Photos vs. iPhoto and Aperture - Photos for Mac: A Take Control Crash Course (1.0.1) (2015)

Photos for Mac: A Take Control Crash Course (1.0.1) (2015)

Photos vs. iPhoto and Aperture

When you compare the features of Photos to those of iPhoto, it’s easy to see that, in most ways, Photos is a reincarnation of iPhoto. A few organizational features have been lost, the interface is more refined, deep connections to iCloud have been added, and the entire app feels faster.

But not long after introducing Photos, Apple announced that it was ceasing development of its professional photography app, Aperture, and that Photos would be a suitable replacement (see my Macworld article). Based on the initial version of Photos, however, this doesn’t seem to be the case. Photo hobbyists who used Aperture despite not needing most of its features might not mind the omissions, but professional users should probably start considering other options, such as Adobe’s Lightroom.

**①** iPhoto and Aperture have been discontinued. Apple intends Photos to be their replacement.

iPhoto and Aperture have been discontinued. Apple intends Photos to be their replacement.

Apps, We Hardly Knew Ye

Apple’s announcement specified that iPhoto and Aperture would both be updated for compatibility with OS X Yosemite, but that’s it.

Not to be a negative nelly, but you shouldn’t hold out hope that Apple will reconsider its decision. Both apps will probably still work for a while, yet, but updates are extremely unlikely.

If Photos doesn’t float your boat and you’re an Aperture user, you might want to consider Adobe’s Lightroom if you haven’t before. It’s tightly integrated with Photoshop and available as a part of Adobe’s Photography bundle, which as of this writing costs $120 per year. You can download a free 30-day trial to give it a spin.

Coming from iPhoto

If you’re used to iPhoto, Photos won’t be that jarring. Photos can import your iPhoto library (see Import from iPhoto into Photos) and retains most, but not all, of the features of iPhoto. Star ratings have been demoted to keyword status, flagged items are now Favorites, and Events are now just another kind of photo album. But with the optional sidebar displayed in Photos, you’d think you were using a slick new version of iPhoto.

There are new features, to be sure, including a modified and expanded editing view and more direct integration with iCloud, but with a little time, iPhoto users should be able to settle in comfortably.

Coming from Aperture

I’m not much of an Aperture user.
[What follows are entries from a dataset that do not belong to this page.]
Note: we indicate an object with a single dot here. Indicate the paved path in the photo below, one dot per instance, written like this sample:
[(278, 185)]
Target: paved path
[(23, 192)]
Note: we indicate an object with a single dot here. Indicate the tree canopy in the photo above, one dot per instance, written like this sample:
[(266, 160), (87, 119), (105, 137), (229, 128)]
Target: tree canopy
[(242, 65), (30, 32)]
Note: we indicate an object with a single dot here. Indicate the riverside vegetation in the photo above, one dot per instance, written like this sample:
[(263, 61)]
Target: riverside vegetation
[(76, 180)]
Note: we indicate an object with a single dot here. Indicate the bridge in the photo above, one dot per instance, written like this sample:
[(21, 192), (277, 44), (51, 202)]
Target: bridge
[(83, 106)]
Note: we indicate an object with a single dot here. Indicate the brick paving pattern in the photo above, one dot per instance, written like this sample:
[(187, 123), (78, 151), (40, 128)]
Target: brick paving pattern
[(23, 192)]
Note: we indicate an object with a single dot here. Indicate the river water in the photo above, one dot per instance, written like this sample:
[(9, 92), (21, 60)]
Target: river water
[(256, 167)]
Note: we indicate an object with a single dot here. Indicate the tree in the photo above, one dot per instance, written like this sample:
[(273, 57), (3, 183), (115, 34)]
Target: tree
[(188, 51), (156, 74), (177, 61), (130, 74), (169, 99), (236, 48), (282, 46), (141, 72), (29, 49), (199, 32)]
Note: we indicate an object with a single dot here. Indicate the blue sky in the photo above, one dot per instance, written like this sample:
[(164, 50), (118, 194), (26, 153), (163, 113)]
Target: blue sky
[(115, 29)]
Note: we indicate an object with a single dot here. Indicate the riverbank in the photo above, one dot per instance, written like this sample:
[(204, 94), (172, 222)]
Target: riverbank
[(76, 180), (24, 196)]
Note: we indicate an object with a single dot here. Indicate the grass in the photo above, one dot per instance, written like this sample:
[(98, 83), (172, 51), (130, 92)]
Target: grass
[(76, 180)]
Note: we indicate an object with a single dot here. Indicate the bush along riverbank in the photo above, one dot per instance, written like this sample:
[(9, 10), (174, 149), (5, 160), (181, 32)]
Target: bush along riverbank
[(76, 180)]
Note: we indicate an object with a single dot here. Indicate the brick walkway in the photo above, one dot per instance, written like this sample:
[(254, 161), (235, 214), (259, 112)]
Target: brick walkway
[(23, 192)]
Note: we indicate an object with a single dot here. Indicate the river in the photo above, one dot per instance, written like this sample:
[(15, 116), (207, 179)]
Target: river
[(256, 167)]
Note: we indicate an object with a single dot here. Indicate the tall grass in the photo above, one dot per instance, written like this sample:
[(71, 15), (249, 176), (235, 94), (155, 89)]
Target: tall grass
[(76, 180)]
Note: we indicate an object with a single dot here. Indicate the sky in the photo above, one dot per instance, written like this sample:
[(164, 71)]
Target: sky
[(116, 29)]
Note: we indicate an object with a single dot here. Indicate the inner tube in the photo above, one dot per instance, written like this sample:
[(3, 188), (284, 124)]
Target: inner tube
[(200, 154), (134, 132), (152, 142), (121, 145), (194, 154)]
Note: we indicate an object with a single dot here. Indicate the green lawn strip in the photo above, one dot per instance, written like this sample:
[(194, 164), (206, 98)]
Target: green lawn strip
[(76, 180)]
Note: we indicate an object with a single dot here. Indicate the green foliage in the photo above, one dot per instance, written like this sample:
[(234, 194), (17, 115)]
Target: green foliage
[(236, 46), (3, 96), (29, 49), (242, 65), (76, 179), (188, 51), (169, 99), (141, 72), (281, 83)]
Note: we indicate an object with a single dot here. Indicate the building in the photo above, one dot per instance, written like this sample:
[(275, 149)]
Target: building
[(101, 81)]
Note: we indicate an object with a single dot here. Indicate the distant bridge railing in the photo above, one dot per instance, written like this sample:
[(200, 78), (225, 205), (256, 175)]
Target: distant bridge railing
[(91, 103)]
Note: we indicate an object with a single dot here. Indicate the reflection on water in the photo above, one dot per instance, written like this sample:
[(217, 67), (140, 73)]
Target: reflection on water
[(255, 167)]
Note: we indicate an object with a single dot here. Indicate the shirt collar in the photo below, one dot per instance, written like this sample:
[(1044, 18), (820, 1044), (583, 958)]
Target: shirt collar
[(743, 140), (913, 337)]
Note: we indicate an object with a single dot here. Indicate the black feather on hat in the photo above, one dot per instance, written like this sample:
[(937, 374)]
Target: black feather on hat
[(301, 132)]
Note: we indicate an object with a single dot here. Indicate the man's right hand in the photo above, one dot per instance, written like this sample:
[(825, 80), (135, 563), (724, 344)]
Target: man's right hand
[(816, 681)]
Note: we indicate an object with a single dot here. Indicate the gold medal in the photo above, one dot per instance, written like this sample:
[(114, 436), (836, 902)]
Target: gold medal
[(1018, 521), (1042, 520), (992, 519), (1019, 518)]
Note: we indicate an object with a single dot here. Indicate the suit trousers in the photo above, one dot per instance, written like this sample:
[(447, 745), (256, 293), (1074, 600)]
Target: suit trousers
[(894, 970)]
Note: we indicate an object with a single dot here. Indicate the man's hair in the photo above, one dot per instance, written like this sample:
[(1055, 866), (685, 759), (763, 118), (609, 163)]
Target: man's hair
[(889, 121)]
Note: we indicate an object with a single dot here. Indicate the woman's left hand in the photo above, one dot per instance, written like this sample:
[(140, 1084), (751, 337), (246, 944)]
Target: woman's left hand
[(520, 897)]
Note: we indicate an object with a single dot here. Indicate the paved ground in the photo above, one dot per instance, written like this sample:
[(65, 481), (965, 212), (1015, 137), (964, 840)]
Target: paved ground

I use it mostly to do tethered photo shoots with my Canon DSLR. I’ve built an entire workflow around shooting Apple events: resizing the images to Web resolutions on the fly, applying a watermark, and saving the result out as JPEGs to be uploaded to a server.

Could I do that same task in Photos? It doesn’t appear to support tethered shooting, exporting versions with different image quality levels, or watermarks.

And the differences certainly don’t end there. Photos doesn’t support the concept of separate projects inside a single library. Star ratings and color labels are imported as keywords.

Photos doesn’t support plug-ins or editing in an external editor, both key features of Aperture. And Photos’ editing features, while solid, don’t match Aperture’s. For example, Photos doesn’t offer an adjustment brush to selectively apply an edit to the image.

If you use Aperture because it’s more than iPhoto, but haven’t availed yourself of most of Aperture’s features, you may find Photos sufficient. But if you rely on one of the many Aperture features Photos doesn’t support, be prepared for disappointment.

Now the good news: Some Aperture features (like the Split view, which I use all the time) are available in Photos . And Photos will import your Aperture libraries, though your projects will turn into folders in the Albums section.

**②** Split view in Photos is different, but similar, to what you’d see in Aperture.

Split view in Photos is different, but similar, to what you’d see in Aperture.

If you try Photos and decide it’s not for you, your Aperture libraries will still be there, unharmed. So there’s no risk in giving Photos a spin.

The Optimistic View

Apple has a habit of killing its apps and replacing them with new ones that resemble the old only in passing. Perhaps most controversial was the radical redesign of Final Cut Pro X.

At the time, Final Cut Pro users were furious that the new version didn’t offer numerous features that they relied on. Apple’s response was to say that the old Final Cut Pro would continue to work for quite some time, and in the meantime the company would try to add as many of those features to Final Cut Pro X as possible.

Today, even the most ardent Final Cut Pro X critic would have to admit that Apple has added back a large number of key features that weren’t present in the first version.

When Apple announced Photos, it strongly indicated that it would be able to serve Aperture users, too. Does that mean future updates will add Aperture features? There are no guarantees, but at least there’s hope.